Methods: The architecture provides components for multiple data provider sites such as hospitals to extract free text as well as structured data from local sources and de-identify such data for further anonymous or pseudonymous processing. Free text documentation is analyzed and transformed into structured information by text-mining services, which are provided within a cloud-computing environment. Thus, newly gained annotations can be integrated along with the already available structured data items and the resulting data sets can be uploaded to a central study portal for further analysis.
Results: Based on the architecture design, a prototype has been implemented and is under evaluation in three clinical use cases. Data from several hundred patients provided by a University Hospital and a private hospital chain have already been processed.

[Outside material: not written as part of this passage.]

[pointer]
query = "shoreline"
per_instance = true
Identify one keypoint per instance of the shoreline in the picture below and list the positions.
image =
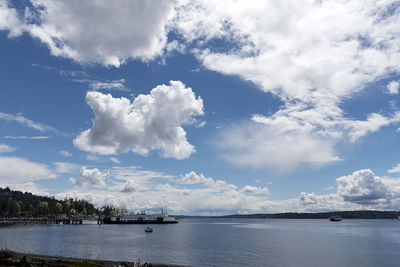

Conclusions: Cloud4health has shown how existing components for secondary use of structured data can be complemented with text-mining in a privacy compliant manner. The cloud-computing paradigm allows a flexible and dynamically adaptable service provision that facilitates the adoption of services by data providers without own investments in respective hardware resources and software tools.
Keywords: Cloud-computing; natural language processing; privacy; secondary use; software design; text-mining.